The speech, delivered to the Royal Television Society, addressed the future of the corporation, as well as the UK’s wider media landscape. Davie said that the UK has four fundamental choices to make. Should the UK own “a move to an internet future” with greater urgency? Should the BBC be transformed to have “a clear, market leading role in the digital age”? Should the UK invest in the BBC brand as a global leader?. And should the UK move faster with updating regulation? Davie’s answer to all four questions is “yes”.
On the first point, Davie said internet-only distribution for the BBC is “an opportunity to connect more deeply with our audiences and to provide them with better services and choice than broadcast allows”, adding that it also offers “significant editorial opportunities”.
Davie acknowledged that before a broadcast switch-off could happen, it would be important to ensure that no-one is left behind, meaning closing the gaps in broadband connectivity across the country. But he said that the BBC should also be active in collaborating with others to make a move online attractive to all, and playing a role in educating consumers about the transition.

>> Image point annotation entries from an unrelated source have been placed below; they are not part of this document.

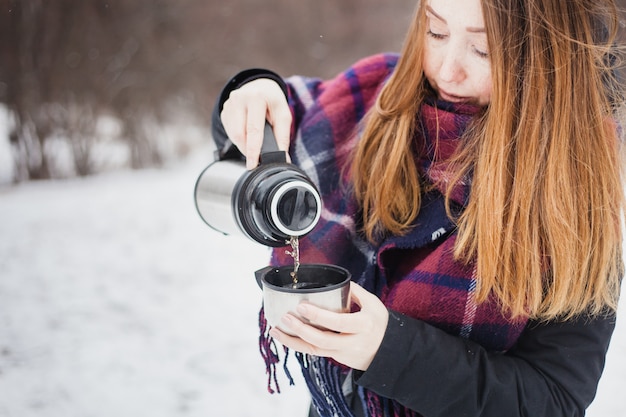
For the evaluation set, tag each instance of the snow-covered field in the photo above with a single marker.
(117, 301)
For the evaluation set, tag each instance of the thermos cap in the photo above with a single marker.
(295, 208)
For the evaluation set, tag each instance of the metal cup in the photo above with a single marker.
(325, 286)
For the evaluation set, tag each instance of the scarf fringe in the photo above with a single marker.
(324, 380)
(269, 352)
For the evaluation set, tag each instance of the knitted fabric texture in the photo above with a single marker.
(413, 274)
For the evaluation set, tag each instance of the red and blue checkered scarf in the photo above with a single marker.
(414, 274)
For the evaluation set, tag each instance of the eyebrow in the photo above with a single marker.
(439, 17)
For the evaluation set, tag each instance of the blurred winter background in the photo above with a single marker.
(115, 299)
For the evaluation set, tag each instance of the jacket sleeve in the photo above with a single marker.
(552, 371)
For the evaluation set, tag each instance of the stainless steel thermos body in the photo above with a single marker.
(268, 204)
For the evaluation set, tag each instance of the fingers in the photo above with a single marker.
(245, 112)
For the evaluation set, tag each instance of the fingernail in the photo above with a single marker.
(302, 309)
(286, 319)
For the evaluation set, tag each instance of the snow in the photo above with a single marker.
(116, 300)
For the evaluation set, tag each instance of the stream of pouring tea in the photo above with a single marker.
(295, 254)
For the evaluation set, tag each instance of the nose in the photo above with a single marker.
(452, 69)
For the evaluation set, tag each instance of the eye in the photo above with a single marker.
(480, 53)
(434, 35)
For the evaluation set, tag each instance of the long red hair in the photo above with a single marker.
(545, 216)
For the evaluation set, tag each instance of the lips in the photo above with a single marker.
(444, 95)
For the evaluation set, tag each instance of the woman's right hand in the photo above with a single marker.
(244, 114)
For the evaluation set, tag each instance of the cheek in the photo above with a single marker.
(430, 66)
(483, 89)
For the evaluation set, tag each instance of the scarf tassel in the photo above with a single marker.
(269, 352)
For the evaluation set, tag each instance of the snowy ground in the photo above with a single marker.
(116, 300)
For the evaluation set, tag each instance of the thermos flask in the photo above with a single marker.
(269, 204)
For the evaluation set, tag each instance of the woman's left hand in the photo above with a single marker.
(351, 338)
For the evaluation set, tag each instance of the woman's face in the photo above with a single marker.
(456, 55)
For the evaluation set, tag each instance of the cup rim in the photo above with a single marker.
(337, 268)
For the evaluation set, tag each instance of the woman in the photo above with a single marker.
(474, 188)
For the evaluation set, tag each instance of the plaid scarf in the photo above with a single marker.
(414, 274)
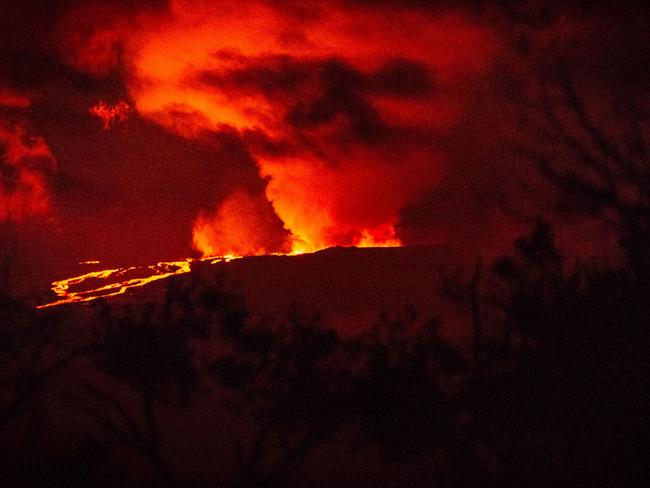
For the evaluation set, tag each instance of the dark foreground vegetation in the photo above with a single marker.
(553, 390)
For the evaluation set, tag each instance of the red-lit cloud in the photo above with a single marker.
(339, 105)
(25, 164)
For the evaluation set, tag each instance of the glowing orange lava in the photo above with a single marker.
(116, 281)
(109, 113)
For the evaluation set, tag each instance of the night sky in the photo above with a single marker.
(137, 131)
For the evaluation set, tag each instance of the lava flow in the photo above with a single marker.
(116, 281)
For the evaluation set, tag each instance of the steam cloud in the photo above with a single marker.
(340, 114)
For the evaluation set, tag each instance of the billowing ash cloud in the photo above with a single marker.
(340, 106)
(26, 163)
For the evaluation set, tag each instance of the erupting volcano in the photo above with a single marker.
(315, 126)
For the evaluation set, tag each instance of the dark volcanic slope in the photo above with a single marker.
(349, 287)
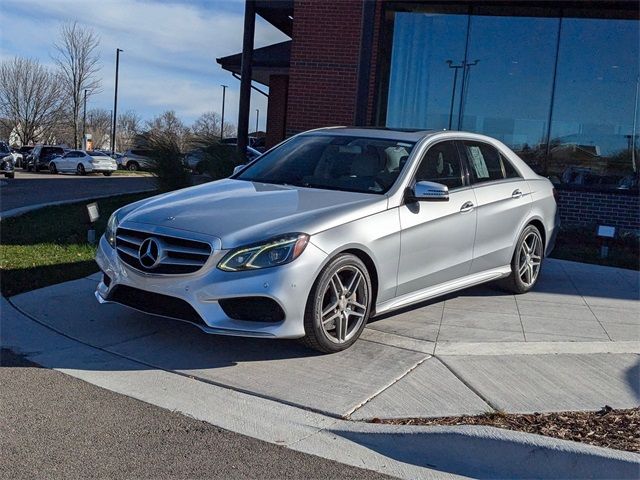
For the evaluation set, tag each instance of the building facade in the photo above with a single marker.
(556, 81)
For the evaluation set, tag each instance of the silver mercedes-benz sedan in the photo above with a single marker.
(330, 228)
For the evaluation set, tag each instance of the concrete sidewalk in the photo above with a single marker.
(572, 344)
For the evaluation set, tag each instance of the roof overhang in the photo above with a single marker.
(270, 60)
(278, 13)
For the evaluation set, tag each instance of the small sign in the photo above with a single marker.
(606, 232)
(92, 209)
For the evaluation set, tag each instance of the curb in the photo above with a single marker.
(401, 451)
(16, 212)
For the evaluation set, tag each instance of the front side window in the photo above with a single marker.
(332, 162)
(441, 164)
(486, 163)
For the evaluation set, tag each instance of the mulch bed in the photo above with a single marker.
(619, 429)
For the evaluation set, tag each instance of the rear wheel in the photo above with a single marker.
(526, 262)
(338, 306)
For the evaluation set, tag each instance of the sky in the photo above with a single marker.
(170, 47)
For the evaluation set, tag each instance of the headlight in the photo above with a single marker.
(271, 253)
(112, 226)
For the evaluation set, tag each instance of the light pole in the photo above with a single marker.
(84, 121)
(115, 105)
(453, 87)
(224, 90)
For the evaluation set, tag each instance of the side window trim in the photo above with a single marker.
(463, 173)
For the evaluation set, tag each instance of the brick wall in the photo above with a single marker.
(277, 111)
(578, 207)
(324, 64)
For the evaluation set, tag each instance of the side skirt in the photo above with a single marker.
(443, 289)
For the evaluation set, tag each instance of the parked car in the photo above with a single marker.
(136, 159)
(194, 160)
(21, 155)
(6, 161)
(82, 162)
(41, 156)
(330, 228)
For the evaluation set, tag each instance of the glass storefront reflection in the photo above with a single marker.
(592, 129)
(494, 74)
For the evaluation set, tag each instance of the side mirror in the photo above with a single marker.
(430, 192)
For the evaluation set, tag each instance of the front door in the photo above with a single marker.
(437, 238)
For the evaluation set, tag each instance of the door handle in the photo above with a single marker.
(466, 207)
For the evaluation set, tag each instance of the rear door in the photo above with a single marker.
(503, 203)
(437, 237)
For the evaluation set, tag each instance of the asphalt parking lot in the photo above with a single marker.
(38, 188)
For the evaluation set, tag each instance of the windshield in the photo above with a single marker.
(333, 162)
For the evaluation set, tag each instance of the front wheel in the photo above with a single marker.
(526, 262)
(338, 306)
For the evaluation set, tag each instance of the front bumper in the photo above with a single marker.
(288, 285)
(102, 168)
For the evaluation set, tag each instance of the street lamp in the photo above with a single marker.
(224, 90)
(84, 121)
(115, 104)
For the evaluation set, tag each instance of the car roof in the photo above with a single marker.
(407, 135)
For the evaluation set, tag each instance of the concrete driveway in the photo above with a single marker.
(571, 344)
(40, 188)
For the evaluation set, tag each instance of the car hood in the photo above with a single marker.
(242, 212)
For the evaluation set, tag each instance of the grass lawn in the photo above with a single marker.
(49, 245)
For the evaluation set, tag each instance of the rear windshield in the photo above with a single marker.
(332, 162)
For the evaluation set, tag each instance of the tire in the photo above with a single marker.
(341, 325)
(526, 263)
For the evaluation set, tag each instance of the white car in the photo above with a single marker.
(82, 162)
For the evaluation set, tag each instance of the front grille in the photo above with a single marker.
(252, 309)
(177, 255)
(155, 303)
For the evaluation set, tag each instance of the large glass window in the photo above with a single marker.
(422, 91)
(593, 130)
(561, 90)
(509, 78)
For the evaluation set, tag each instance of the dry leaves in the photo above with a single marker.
(619, 429)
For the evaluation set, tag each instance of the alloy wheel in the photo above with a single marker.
(530, 258)
(344, 304)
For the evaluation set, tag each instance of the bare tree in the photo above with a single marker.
(29, 98)
(207, 125)
(128, 129)
(99, 126)
(169, 125)
(78, 59)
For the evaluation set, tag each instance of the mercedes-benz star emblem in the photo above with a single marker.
(150, 253)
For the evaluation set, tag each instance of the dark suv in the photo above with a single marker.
(6, 161)
(41, 155)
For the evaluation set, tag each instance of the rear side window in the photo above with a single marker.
(486, 163)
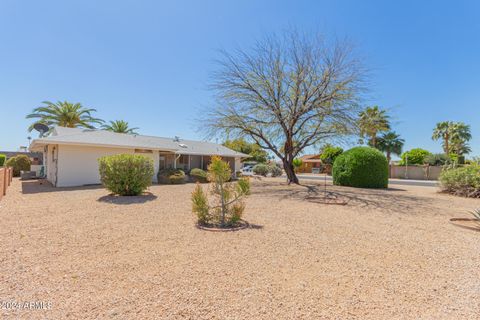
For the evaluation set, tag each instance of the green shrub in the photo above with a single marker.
(171, 176)
(361, 167)
(437, 159)
(227, 208)
(261, 169)
(198, 175)
(330, 153)
(274, 170)
(461, 181)
(19, 163)
(415, 156)
(126, 174)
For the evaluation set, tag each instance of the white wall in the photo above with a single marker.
(78, 165)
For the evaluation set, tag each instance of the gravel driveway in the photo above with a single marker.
(386, 254)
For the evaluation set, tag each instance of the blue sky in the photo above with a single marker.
(149, 62)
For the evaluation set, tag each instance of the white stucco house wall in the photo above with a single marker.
(71, 154)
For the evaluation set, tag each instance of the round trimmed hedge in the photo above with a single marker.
(361, 167)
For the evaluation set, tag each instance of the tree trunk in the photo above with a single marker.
(289, 170)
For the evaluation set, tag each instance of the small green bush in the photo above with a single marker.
(461, 181)
(126, 174)
(198, 175)
(415, 156)
(274, 170)
(19, 163)
(330, 153)
(361, 167)
(171, 176)
(261, 169)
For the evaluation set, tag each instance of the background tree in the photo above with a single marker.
(119, 126)
(454, 136)
(372, 121)
(64, 114)
(253, 149)
(390, 143)
(287, 89)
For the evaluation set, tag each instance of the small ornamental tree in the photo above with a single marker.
(227, 206)
(414, 156)
(126, 174)
(3, 158)
(329, 153)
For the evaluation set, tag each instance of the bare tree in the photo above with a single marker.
(286, 94)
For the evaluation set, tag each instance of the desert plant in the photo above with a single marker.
(461, 181)
(119, 126)
(437, 159)
(64, 114)
(297, 163)
(476, 213)
(372, 121)
(126, 174)
(228, 206)
(171, 176)
(261, 169)
(414, 156)
(198, 175)
(274, 170)
(19, 163)
(361, 167)
(390, 143)
(329, 153)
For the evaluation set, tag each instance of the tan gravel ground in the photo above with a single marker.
(388, 254)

But while the BBC is planning for a radical overhaul, it’s clear this will be a gradual transition. In discussing the future output of the BBC, Davie talked of “fewer linear broadcast services and a more tailored joined up online offer”. So it looks like the BBC is planning for a gradual wind down of traditional broadcast services, rather than a sudden switch-off.

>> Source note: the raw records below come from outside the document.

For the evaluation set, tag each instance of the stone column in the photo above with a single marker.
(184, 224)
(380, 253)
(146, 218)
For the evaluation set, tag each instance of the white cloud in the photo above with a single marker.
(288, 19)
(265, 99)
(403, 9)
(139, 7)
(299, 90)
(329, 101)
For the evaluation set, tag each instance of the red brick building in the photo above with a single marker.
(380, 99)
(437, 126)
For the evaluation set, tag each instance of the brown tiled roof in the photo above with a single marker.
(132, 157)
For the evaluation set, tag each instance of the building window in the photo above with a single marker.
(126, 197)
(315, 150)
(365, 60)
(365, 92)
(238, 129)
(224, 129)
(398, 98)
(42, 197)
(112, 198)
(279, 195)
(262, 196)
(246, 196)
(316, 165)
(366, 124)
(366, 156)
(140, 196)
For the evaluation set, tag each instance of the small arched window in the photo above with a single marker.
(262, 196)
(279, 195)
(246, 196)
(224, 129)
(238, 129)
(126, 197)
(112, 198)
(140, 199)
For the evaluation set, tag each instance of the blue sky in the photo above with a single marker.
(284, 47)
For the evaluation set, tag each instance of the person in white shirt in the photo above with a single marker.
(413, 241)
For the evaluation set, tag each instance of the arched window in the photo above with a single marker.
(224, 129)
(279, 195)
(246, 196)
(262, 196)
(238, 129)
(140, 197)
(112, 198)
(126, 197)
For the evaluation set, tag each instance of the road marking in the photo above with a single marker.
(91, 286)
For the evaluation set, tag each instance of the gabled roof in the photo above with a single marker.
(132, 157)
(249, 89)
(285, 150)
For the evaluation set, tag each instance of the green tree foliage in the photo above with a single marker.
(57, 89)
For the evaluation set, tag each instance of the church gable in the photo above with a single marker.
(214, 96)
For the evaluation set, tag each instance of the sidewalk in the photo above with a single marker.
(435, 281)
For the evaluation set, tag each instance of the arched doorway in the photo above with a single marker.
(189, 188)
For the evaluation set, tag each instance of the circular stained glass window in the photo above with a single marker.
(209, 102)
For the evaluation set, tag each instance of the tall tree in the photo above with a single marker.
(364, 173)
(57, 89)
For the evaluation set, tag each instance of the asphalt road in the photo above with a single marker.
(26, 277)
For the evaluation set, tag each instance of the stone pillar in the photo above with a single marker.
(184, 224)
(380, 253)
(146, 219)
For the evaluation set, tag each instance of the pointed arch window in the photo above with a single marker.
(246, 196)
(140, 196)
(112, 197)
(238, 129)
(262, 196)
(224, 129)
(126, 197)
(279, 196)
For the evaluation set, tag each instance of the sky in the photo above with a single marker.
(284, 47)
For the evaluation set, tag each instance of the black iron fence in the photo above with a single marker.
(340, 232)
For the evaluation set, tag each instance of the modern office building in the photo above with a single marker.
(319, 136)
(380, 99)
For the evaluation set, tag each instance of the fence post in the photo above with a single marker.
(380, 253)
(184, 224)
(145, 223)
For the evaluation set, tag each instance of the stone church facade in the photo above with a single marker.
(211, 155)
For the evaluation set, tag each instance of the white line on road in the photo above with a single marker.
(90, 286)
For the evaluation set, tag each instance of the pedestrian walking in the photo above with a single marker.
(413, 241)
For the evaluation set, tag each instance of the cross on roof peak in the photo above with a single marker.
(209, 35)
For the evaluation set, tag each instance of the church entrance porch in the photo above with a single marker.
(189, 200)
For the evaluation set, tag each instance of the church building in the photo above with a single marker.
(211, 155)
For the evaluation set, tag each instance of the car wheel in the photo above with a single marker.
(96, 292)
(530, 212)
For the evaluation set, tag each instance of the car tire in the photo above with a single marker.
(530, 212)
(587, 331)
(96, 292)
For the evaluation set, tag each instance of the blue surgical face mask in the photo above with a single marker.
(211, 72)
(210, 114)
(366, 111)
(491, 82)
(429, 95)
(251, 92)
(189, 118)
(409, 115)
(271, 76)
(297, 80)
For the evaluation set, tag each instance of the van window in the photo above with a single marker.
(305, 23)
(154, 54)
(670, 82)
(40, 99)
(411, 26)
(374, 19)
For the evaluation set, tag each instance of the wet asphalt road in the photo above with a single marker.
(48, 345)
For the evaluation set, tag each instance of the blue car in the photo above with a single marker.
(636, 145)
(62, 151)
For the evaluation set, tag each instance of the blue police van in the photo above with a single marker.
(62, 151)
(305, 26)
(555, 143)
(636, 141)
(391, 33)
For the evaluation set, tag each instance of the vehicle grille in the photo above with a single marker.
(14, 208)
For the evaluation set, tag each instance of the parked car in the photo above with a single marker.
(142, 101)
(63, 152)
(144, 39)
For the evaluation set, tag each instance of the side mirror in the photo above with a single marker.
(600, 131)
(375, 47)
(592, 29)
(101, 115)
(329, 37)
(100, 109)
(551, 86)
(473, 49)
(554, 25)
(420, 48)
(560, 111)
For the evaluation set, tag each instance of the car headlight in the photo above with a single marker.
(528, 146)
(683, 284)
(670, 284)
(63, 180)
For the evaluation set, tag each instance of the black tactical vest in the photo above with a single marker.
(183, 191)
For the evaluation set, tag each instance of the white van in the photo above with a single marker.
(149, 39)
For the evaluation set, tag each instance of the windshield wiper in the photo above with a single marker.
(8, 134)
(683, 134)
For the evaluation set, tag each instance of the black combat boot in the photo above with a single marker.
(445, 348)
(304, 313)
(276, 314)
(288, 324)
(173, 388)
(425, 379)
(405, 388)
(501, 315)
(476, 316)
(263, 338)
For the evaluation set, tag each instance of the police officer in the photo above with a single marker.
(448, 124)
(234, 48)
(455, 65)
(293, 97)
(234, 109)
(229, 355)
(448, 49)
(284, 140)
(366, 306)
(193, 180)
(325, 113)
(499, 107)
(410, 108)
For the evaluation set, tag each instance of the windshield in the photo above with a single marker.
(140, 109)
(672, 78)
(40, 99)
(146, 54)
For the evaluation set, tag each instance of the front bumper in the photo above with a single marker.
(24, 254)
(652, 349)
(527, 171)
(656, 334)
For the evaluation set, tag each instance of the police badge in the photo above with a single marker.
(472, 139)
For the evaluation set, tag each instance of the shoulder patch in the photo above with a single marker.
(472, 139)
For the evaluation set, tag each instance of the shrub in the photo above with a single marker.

And it will likely take time to figure out how to best deliver the BBC’s existing content and services across a mix of IP-delivered linear and on-demand channels and services. “Digital offers a huge opportunity to unlock more audience value but it requires big organisational change: a radical overhaul of how we use data, a heavyweight world-class tech team, new operating models, new creative solutions and ideas,” said Davie. “Imagine news re-imagined for the iPlayer or increased functionality when watching the game online.”

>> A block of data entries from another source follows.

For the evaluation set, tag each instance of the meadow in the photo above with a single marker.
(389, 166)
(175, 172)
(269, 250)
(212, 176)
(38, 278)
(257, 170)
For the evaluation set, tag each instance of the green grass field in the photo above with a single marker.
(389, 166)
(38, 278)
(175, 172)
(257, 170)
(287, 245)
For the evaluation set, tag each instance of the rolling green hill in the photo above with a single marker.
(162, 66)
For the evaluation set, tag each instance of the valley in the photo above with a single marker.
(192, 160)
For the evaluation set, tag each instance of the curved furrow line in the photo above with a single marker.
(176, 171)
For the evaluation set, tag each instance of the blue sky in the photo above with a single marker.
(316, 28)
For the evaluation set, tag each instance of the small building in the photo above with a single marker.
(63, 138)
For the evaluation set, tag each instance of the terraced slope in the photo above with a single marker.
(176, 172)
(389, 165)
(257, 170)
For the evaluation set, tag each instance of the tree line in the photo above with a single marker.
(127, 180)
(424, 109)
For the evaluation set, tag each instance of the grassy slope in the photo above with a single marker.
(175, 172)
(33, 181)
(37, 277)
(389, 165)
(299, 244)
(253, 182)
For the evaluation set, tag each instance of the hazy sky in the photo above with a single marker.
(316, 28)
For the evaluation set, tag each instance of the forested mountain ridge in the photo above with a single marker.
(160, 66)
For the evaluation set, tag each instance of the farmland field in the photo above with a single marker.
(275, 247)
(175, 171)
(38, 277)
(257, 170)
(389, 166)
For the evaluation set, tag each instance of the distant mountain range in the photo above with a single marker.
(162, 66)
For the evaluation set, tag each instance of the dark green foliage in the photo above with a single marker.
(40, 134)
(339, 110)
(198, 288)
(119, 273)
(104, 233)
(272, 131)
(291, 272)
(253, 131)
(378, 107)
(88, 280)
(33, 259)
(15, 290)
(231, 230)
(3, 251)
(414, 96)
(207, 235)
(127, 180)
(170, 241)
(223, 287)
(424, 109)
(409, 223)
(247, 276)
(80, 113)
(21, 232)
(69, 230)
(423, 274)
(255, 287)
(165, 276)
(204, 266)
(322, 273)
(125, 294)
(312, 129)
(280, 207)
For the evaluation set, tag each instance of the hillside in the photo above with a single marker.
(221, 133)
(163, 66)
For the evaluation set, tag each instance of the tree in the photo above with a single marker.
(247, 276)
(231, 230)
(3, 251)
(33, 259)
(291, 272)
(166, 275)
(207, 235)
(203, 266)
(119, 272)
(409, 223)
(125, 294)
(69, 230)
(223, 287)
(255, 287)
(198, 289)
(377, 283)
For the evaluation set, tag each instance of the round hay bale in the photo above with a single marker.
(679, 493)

Another potential barrier will be investment, or a lack of it, with the current government’s somewhat hostile stance towards the BBC. “In the BBC we are privileged to have the Licence Fee until 27/28 but if you take the period 2010 to 2028, we forecast that core funding for the BBC has been cut by a whopping 30 percent,” said Davie, adding that the corporations most ambitious plans will need “serious public service investment”.